The mannequin helps two essential era modes. Interleaved era is designed for actual time speech to speech conversational brokers the place latency dominates. Sequential era is aimed toward duties reminiscent of computerized speech recognition and textual content to speech and permits switching the generated modality with out reinitializing the mannequin. The audio stack is educated with quantization conscious coaching at low precision, which retains metrics reminiscent of STOI and UTMOS near the total precision baseline whereas enabling deployment on units with restricted compute.


Key Takeaways
- LFM2.5 is a 1.2B scale hybrid mannequin household constructed on the LFM2 machine optimized structure, with Base, Instruct, Japanese, Imaginative and prescient Language, and Audio Language variants, all launched as open weights on Hugging Face and LEAP.

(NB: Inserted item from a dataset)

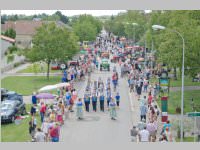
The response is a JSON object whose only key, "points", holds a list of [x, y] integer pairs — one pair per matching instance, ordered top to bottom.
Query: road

- Pretraining for LFM2.5 extends from 10T to 28T tokens and the Instruct mannequin provides supervised effective tuning, choice alignment, and enormous scale multi stage reinforcement studying, which pushes instruction following and power use high quality past different 1B class baselines.
- LFM2.5-1.2B-Instruct delivers sturdy textual content benchmark efficiency on the 1B scale, reaching 38.89 on GPQA and 44.35 on MMLU Professional and main peer fashions reminiscent of Llama 3.2 1B Instruct, Gemma 3 1B IT, and Granite 4.0 1B on IFEval and IFBench.
- The household contains specialised multimodal and regional variants, with LFM2.5-1.2B-JP attaining state-of-the-art outcomes for Japanese benchmarks at its scale and LFM2.5-VL-1.6B and LFM2.5-Audio-1.5B overlaying imaginative and prescient language and native audio language workloads for edge brokers.
Take a look at the Technical details and Model weights. Additionally, be at liberty to observe us on Twitter and don’t overlook to affix our 100k+ ML SubReddit and Subscribe to our Newsletter. Wait! are you on telegram? now you can join us on telegram as well.
Take a look at our newest launch of ai2025.dev, a 2025-focused analytics platform that turns mannequin launches, benchmarks, and ecosystem exercise right into a structured dataset you’ll be able to filter, examine, and export
Asif Razzaq is the CEO of Marktechpost Media Inc.. As a visionary entrepreneur and engineer, Asif is dedicated to harnessing the potential of Synthetic Intelligence for social good. His most up-to-date endeavor is the launch of an Synthetic Intelligence Media Platform, Marktechpost, which stands out for its in-depth protection of machine studying and deep studying information that’s each technically sound and simply comprehensible by a large viewers. The platform boasts of over 2 million month-to-month views, illustrating its recognition amongst audiences.